Re: Big 7.1 open items

From: JanWieck(at)t-online(dot)de (Jan Wieck)
To: Tom Lane <tgl(at)sss(dot)pgh(dot)pa(dot)us>
Cc: Jan Wieck <JanWieck(at)Yahoo(dot)com>, Hiroshi Inoue <Inoue(at)tpf(dot)co(dot)jp>, Bruce Momjian <maillist(at)candle(dot)pha(dot)pa(dot)us>, PostgreSQL-development <pgsql-hackers(at)postgresql(dot)org>, "Ross J(dot) Reedstrom" <reedstrm(at)rice(dot)edu>
Subject: Re: Big 7.1 open items
Date: 2000-06-18 00:10:09
Message-ID: 200006180010.CAA07405@hot.jw.home
Views: Raw Message | Whole Thread | Download mbox | Resend email
Thread:
Lists: pgsql-hackers pgsql-patches

Tom Lane wrote:
> JanWieck(at)t-online(dot)de (Jan Wieck) writes:
> > Tom Lane wrote:
> >> It gets a little trickier if you want to be able to split
> >> multi-gig tables across several tablespaces, though, since
> >> you couldn't just append ".N" to the base table path in that
> >> scenario.
> >>
> >> I'd be interested to know what sort of facilities Oracle
> >> provides for managing huge tables...
>
> > Oracle tablespaces are a collection of 1...n preallocated
> > files.
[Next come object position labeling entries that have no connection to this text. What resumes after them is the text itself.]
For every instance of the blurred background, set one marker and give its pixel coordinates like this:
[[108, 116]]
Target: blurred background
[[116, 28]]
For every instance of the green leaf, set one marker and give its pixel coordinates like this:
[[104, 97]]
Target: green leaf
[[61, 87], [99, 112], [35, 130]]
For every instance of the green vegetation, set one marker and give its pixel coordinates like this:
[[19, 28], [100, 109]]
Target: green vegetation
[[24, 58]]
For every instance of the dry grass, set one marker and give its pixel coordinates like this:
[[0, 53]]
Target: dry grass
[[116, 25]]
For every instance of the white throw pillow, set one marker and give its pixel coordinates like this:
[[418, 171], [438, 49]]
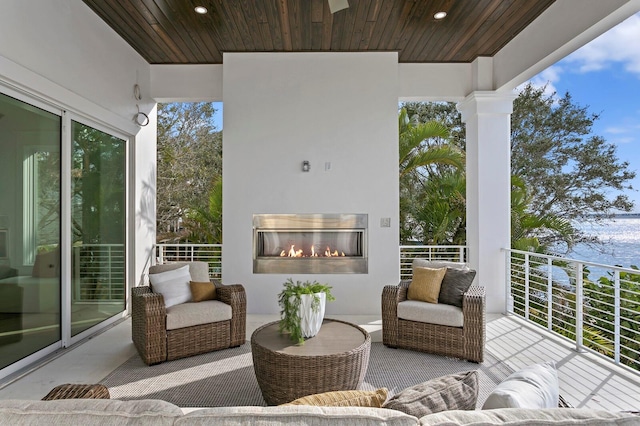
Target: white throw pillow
[[535, 386], [173, 285]]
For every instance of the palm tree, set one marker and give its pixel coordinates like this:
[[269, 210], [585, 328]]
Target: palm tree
[[415, 152], [533, 231], [431, 182]]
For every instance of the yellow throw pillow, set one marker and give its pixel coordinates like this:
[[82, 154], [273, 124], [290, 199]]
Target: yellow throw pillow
[[425, 285], [202, 291], [351, 398]]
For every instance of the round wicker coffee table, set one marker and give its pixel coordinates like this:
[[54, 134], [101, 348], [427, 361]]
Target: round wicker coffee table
[[335, 359]]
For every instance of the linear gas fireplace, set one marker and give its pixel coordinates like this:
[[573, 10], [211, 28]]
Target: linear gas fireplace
[[310, 243]]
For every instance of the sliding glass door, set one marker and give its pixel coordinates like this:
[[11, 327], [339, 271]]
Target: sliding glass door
[[98, 219], [30, 253], [63, 205]]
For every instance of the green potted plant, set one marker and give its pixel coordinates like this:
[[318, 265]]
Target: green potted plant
[[302, 308]]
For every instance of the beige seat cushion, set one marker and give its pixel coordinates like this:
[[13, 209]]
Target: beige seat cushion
[[190, 314], [431, 313], [295, 415], [199, 271], [89, 412]]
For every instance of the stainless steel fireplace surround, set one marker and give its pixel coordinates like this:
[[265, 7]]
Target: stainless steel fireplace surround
[[310, 243]]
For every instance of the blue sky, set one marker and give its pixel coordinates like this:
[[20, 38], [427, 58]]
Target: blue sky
[[604, 76]]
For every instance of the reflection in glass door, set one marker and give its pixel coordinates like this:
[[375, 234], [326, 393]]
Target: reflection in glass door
[[98, 223], [29, 229]]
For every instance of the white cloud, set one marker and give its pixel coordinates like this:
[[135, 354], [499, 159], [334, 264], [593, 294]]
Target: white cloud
[[616, 130], [620, 45]]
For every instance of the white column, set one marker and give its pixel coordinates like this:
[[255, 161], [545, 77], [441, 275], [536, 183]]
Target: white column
[[488, 135]]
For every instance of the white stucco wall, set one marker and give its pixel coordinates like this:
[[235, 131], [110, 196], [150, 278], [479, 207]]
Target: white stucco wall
[[282, 109], [63, 54]]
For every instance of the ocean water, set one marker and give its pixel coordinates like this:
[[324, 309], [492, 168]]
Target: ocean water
[[621, 237]]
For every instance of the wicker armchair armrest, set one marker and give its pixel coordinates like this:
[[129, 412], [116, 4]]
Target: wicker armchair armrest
[[148, 324], [391, 296], [473, 309], [235, 296]]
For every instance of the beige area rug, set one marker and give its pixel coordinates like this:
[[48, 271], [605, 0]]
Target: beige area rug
[[226, 378]]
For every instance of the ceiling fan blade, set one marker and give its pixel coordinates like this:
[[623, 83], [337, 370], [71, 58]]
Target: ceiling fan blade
[[336, 5]]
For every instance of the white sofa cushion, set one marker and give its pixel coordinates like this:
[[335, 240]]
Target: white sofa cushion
[[535, 386], [431, 313], [190, 314], [88, 412], [531, 417], [296, 415], [173, 285]]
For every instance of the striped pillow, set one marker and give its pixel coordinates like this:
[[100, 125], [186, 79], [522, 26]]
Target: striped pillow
[[457, 391], [349, 398]]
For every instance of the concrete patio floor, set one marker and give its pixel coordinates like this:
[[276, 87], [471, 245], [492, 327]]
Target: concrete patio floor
[[586, 380]]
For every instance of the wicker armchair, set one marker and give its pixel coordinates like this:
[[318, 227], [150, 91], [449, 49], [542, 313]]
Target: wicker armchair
[[466, 342], [156, 344]]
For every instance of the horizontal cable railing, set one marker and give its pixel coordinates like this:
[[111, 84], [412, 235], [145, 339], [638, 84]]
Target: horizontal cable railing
[[98, 273], [442, 253], [596, 306], [210, 253]]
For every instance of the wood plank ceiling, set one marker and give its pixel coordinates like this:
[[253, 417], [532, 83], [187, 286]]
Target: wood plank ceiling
[[170, 32]]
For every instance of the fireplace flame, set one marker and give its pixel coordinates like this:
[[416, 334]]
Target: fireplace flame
[[292, 252]]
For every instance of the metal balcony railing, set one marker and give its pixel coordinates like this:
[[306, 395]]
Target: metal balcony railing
[[98, 273], [595, 306], [210, 253], [442, 253]]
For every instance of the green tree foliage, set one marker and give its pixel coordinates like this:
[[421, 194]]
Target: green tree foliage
[[562, 173], [189, 164], [430, 178], [205, 224], [568, 171], [529, 228]]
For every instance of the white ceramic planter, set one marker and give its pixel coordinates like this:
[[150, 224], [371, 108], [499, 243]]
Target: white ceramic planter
[[310, 321]]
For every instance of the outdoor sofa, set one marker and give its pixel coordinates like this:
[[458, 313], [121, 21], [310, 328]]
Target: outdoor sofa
[[90, 412]]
Each table then is bound to a tablespace and
> > allocates extents (chunks) from those files.
>
> OK, to get back to the point here: so in Oracle, tables can't cross
> tablespace boundaries, but a tablespace itself could span multiple
> disks?

They can. The path in

ALTER TABLESPACE <tsname> ADD DATAFILE ...

can point to any location the db system has access to.

>
> Not sure if I like that better or worse than equating a tablespace
> with a directory (so, presumably, all the files within it live on
> one filesystem) and then trying to make tables able to span
> tablespaces. We will need to do one or the other though, if we want
> to have any significant improvement over the current state of affairs
> for large tables.
>
> One way is to play the flip-the-path-ordering game some more,
> and access multiple-segment tables with pathnames like this:
>
> .../TABLESPACE/RELATION -- first or only segment
> .../TABLESPACE/N/RELATION -- N'th extension segment
>
> [...]

In most cases all objects in one database are bound to one or
two tablespaces (data and indices). So you do an estimation
of the size required, create the tablespaces (and probably
all their extension files), then create the schema and load
it. The only reason not to do so is if your DB exceeds some
size where you have to fear not beeing able to finish online
backups before getting into Online-Relolog stuck. Has to do
the the online backup procedure of Oracle.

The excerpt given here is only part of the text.